ジェフ・ハンネマンの死を乗り越え、6年ぶりの新作『リペントレス』を発表するスレイヤー。さらにここ日本ではLOUD PARK15への参戦も決定しており、正に帝王の完全復活が目の前に迫っているのだ!!ウォーッッ!!

そんなバッチリのタイミングでトム・アラヤのインタビュー。さぞ本人も気合い入りまくっているかと思いきや……アララ。トム・アララヤ。かなりお疲れのご様子。いや、ホント、お父さん頑張って欲しい!お父さんは家族のために働いてるんだからね!「ちょっとー!お父さんのパンツと一緒に洗わないでって言ったでしょー!!」それ絶対禁句ね!!
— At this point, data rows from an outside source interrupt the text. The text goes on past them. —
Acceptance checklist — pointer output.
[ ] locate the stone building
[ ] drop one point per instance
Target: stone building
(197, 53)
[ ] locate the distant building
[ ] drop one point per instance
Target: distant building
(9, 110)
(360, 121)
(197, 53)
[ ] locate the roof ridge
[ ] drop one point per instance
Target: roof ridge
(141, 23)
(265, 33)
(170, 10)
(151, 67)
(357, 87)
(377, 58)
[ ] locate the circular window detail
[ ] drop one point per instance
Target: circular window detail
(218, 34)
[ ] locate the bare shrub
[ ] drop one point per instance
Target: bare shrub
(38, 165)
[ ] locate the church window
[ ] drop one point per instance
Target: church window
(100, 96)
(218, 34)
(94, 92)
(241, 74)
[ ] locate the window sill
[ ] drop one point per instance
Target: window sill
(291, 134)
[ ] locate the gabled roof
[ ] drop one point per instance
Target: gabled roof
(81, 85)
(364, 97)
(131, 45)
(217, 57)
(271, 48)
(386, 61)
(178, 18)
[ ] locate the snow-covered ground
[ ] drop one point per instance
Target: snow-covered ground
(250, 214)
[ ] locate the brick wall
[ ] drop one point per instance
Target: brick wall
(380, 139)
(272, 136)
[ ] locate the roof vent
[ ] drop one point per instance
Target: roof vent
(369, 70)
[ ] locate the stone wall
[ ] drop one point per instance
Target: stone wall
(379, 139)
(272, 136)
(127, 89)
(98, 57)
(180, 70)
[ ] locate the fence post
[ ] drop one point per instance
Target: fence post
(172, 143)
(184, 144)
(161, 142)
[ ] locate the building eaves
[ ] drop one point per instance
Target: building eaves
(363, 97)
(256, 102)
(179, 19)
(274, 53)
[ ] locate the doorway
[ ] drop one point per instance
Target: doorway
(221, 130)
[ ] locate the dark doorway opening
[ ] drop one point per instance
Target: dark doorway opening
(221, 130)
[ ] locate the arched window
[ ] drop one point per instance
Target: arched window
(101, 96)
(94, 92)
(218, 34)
トム・アラヤの声は疲れていた。今日は一日中アイダホのホテルにいて、電話インタビューやら昼間のテレビ番組やらをこなし、明日はまた別の場所へ。彼を捕まえるために、私は嘘の名前でフロントデスクに電話し、繋がることを望みつつ、しばらく待った。一回目は失敗。だが、二回目にして私の電話は、世界で最も有名なメタルミュージシャンのひとりである彼に繋がった。いかにもカリフォルニア育ちらしい、温かく、ゆっくりした彼の声を聞いたとき、後で父に『スレイヤーのメンバーにインタビューしたよ!』ってメッセージを送ろうと考えつつ、ヴォーカリスト兼ベーシストの彼に「ご機嫌いかがですか?」と聞くのだった。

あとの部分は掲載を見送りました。